To obtain an initial insight in the biological function of the observed differentially abundant proteins per approach (i.e. the aforementioned 253, 217 and 256 proteins identified in CE, ER/Golgi fraction and CM analysis, respectively), gene ontology information deposited in protein databases (Uniprot23,24 and NeXtProt25) was investigated. Comparative analysis revealed that the percentage of differentially expressed proteins involved in metabolic processes, intracellular transport of various compounds (e.g. proteins, ions, lipids), protein folding, redox reactions and response to stress was higher in CE than in CM and ER/Golgi fraction (Fig. 3); whereas differentially expressed proteins implicated in proteolytic events, regulation of endopeptidase activity, extracellular matrix organization/ remodelling, migration, angiogenesis as well as signal transduction and cell proliferation were more prominent in CM vs. CE and ER/Golgi. In addition, the percentage of differentially abundant proteins associated with mRNA processing and splicing, protein synthesis as well as organization of actin cytoskeleton was increased in ER/Golgi when compared to the other samples (Fig. 3). These findings further indicate the complementarity of the applied enrichment strategies.

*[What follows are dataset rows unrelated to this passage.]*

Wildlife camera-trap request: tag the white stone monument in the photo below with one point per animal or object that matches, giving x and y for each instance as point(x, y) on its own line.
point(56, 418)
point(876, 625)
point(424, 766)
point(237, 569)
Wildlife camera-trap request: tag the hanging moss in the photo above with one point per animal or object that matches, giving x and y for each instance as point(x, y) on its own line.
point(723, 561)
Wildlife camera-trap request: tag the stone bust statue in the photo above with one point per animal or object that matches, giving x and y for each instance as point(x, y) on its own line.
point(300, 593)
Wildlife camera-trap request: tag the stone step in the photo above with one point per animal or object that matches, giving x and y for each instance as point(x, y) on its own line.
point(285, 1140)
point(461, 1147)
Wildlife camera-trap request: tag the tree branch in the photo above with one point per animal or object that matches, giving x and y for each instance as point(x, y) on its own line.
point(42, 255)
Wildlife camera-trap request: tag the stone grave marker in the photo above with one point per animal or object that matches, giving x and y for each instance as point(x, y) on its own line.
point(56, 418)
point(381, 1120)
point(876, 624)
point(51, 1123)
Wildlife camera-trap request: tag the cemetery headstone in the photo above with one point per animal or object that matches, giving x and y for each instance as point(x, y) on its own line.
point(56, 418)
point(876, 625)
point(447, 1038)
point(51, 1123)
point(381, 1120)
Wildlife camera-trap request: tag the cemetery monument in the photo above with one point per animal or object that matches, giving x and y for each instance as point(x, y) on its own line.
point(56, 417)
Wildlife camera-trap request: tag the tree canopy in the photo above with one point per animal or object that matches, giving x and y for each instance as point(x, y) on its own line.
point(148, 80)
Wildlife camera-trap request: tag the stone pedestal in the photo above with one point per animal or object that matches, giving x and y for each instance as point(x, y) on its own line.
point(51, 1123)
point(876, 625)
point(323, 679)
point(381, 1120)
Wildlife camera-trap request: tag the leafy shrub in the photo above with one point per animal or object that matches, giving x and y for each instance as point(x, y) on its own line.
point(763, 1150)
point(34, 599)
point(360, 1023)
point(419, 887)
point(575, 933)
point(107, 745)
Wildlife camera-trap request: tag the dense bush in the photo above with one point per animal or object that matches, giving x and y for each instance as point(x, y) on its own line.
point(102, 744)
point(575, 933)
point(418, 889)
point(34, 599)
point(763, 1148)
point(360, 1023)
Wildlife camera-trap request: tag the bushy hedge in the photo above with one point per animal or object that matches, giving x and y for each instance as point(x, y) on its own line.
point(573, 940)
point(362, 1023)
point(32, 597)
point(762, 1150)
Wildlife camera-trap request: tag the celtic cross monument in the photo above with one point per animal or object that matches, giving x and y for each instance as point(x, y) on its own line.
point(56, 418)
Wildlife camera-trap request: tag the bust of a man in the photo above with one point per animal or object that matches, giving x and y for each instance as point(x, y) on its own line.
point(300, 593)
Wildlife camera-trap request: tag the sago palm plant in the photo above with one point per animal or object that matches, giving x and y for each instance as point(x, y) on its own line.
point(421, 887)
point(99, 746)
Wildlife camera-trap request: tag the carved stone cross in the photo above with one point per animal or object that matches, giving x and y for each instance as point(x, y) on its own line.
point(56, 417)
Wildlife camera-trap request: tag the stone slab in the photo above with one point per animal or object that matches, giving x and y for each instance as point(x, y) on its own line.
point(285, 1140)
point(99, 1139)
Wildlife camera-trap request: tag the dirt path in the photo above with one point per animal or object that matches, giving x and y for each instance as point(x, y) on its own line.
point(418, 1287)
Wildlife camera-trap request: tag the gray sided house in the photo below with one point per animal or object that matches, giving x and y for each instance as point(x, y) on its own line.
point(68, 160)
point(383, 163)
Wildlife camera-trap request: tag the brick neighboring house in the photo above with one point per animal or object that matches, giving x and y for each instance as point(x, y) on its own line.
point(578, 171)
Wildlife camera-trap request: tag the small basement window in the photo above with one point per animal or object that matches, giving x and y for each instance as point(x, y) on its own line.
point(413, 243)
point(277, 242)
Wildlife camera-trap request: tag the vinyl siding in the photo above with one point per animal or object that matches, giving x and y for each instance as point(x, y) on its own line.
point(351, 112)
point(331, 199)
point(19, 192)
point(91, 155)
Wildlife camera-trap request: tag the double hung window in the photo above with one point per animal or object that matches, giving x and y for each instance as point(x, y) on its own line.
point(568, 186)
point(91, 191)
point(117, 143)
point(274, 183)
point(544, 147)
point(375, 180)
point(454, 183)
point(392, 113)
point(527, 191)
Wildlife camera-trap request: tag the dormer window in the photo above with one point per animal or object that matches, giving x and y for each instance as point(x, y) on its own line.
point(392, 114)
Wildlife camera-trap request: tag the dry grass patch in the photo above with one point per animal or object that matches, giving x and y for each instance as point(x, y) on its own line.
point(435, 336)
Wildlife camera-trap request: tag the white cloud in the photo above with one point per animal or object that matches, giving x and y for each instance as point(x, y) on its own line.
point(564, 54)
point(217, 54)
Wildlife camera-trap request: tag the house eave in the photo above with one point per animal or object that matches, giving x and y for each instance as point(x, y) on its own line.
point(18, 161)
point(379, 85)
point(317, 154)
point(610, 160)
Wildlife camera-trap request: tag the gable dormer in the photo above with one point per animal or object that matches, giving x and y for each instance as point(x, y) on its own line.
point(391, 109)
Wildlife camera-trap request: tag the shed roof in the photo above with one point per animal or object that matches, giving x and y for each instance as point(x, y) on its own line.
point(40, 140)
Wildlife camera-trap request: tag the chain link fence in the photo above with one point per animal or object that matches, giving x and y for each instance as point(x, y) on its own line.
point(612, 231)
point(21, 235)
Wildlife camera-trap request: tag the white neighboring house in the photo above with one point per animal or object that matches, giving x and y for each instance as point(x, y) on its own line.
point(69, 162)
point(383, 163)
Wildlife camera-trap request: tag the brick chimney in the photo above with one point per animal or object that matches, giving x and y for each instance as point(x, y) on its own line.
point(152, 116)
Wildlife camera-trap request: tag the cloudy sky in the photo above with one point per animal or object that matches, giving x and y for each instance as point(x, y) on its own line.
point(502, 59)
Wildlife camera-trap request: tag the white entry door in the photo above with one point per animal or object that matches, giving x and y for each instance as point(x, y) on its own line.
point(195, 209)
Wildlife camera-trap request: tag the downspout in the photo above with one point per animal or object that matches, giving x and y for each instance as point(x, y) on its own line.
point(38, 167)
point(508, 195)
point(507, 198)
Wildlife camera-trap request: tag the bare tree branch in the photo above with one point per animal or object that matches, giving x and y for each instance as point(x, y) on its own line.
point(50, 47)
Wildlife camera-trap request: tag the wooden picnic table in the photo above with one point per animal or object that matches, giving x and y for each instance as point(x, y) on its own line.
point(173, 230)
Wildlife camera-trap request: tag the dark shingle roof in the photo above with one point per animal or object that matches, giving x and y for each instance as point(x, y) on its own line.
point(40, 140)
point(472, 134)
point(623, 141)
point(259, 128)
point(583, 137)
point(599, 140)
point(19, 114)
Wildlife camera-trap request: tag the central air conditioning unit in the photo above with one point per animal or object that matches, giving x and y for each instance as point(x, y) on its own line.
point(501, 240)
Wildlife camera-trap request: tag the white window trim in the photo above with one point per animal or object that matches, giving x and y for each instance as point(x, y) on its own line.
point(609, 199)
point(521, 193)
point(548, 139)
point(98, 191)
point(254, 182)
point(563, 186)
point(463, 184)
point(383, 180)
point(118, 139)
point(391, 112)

Consolidation of the differentially abundant proteins from all experimental approaches (CE, ER/Golgi and CM) resulted in a total of 614 non-redundant changes (Supplementary Dataset S2). Some proteins (n = 19) were predicted by all 3 proteomics strategies to be differentially expressed and at similar trends of expression (up or down) in the T24M vs. T24 cells (Table 2). These included proteins involved in actin binding such as gelsolin and plastin-3, proteases (cytosol aminopeptidase), but also various enzymes [Glucose-6-phosphate 1-dehydrogenase, NAD(P)H dehydrogenase [quinone] 1, phospholipase D3, and others]. An additional 70 proteins belonging to various proteins families [signaling molecules such as Signal transducer and activator of transcription 1-alpha/beta; metabolic enzymes such as Fatty acid synthase, UDP-glucose 6-dehydrogenase, Aldehyde dehydrogenase, and others; proteins involved in cell interactions such as Annexins (ANXA2 and ANXA6) etc.] were found to be de-regulated and at similar trends of expression by two fractionation strategies. Collectively, agreement in trends of expression and statistical significance between the strategies increases the confidence in individual observations (a total of 89 differentially expressed proteins as supported by at least two fractionation strategies may be considered “cross-validated”, hence of higher confidence). In addition, and as shown in Supplementary Dataset S2, some significant changes supported by one fractionation strategy were also suggested by other strategies and at the same trends of expression in the T24M versus T24 cells, nevertheless did not pass the applied thresholds (of at least 1.5 fold change and/or p < 0.05) in the latter. This observation (applying to approximately 40 proteins per strategy) further facilitates prioritization and establishing confidence in individual findings.
Assessment of the validity of proteomic findings by mRNA sequencing analysis
To further assess the validity of the observed proteomic changes, mRNA sequencing data were obtained from the studied cell lines using different biological replicates. Corresponding transcripts for the vast majority of proteins existed. Specifically, corresponding mRNA sequences were found for 1,358 out of 1,359 proteins detected in CE (>99%); 1,061 out of 1,062 proteins in ER/Golgi; and 811 out of 816 proteins detected in CM (>99%).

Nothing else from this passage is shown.